The Red Sox defeated the Orioles 4-0 Wednesday afternoon, shutting out the Orioles while Jacoby Ellsbury and Adrian Gonzalez led a 12-hit attack against Jake Arrieta and the Baltimore bullpen.

Andrew MIller took the mound to start the game, and threw three of the ugliest no-hit innings the game of baseball has ever seen, walking the bases loaded in the second before escaping on a hard-hit double play ball off the bat of backup catcher Craig Tatum. He did, however, record his first strikeout in over nine innings in the first, and--one way or another--held the Orioles scoreless.

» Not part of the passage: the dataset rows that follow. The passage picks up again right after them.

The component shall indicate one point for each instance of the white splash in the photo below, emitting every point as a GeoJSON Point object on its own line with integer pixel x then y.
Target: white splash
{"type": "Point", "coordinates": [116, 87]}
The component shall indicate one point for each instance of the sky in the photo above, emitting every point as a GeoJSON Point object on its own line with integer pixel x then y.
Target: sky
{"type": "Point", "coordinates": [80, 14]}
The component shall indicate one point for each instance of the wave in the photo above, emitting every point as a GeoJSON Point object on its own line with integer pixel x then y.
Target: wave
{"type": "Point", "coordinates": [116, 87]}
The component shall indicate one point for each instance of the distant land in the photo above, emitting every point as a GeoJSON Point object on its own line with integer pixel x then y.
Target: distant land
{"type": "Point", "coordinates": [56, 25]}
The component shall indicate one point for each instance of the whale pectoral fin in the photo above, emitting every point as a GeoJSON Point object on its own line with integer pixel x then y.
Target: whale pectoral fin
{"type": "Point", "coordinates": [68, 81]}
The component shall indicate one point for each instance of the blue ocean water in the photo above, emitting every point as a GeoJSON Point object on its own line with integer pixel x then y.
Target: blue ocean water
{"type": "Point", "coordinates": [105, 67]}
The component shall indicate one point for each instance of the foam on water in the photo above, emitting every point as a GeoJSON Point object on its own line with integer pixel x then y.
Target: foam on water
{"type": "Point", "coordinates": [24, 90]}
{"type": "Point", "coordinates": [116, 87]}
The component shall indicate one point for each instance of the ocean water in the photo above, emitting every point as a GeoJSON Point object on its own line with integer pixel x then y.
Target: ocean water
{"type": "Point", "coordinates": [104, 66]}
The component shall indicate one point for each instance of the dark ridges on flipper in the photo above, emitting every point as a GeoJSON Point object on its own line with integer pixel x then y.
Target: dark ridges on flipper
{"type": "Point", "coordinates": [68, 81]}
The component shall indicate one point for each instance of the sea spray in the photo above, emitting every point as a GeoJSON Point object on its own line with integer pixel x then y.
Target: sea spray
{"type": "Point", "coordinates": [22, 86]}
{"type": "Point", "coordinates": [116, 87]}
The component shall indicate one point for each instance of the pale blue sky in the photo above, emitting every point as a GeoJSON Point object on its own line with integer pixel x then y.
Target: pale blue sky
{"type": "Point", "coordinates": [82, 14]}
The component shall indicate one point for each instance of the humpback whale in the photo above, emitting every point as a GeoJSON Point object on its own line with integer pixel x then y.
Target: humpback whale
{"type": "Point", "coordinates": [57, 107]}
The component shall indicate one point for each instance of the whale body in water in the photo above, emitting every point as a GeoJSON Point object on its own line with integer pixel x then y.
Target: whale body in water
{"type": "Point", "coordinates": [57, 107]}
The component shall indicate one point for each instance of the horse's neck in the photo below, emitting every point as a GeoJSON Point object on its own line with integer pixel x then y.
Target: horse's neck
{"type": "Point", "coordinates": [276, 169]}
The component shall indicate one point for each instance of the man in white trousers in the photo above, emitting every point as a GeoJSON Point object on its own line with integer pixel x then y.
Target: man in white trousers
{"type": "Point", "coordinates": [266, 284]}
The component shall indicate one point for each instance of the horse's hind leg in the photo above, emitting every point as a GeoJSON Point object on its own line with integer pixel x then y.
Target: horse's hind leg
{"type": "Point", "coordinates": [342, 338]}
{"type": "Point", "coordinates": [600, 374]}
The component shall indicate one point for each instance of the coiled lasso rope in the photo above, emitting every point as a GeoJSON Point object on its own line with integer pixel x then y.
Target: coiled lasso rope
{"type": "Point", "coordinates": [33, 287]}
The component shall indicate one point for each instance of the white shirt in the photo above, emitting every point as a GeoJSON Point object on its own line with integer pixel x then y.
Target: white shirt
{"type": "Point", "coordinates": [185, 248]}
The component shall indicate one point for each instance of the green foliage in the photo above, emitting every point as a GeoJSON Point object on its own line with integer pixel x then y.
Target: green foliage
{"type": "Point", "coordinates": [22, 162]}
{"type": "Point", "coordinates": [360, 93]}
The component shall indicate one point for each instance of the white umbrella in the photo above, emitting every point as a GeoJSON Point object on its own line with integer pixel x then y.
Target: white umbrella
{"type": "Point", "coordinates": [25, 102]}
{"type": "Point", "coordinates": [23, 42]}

Jake Arrieta had done a good job of matching him for the first couple of innings, but found his shutout broken up by Jacoby Ellsbury, who ripped his fourteenth home run of the season over the wall in right field with one out in the third. One inning later, and it was Josh Reddick singling and Carl Crawford doubling him to third to set up Jason Varitek for an RBI groundout that put the Sox up 2-0.

Miller did settle down in the second half of his start, striking out the first two batters of the fourth inning and only allowing a pair of hits and another walk before being pulled with two outs in the sixth inning. 

After Matt Albers recorded the final out of the frame, Jacoby Ellsbury provided some deja vu, taking Jake Arrieta deep again to right field, just a bit farther this time. The Sox would threaten another explosive inning in the eighth when they loaded the bases with zero outs, but Carl Crawford was the only one who would manage to push a run accross, drawing a bases loaded walk before a pair of strikeouts and a flyout left the baserunners stranded.

The Sox turned to the three-man gang that's proved so reliable late-in-the-game to close things out, and each one performed admirably. Matt Albers took the seventh, Daniel Bard the eighth, and Jonathan Papelbon the ninth, each recording clean 1-2-3 innings to take the rubber game and the series.

Perhaps the best sight, however, came from the bat of Adrian Gonzalez, who picked up four hits, perhaps heralding the end of his recent slump. The Sox will get to see if he can keep it up Friday, when they return home to face the Mariners.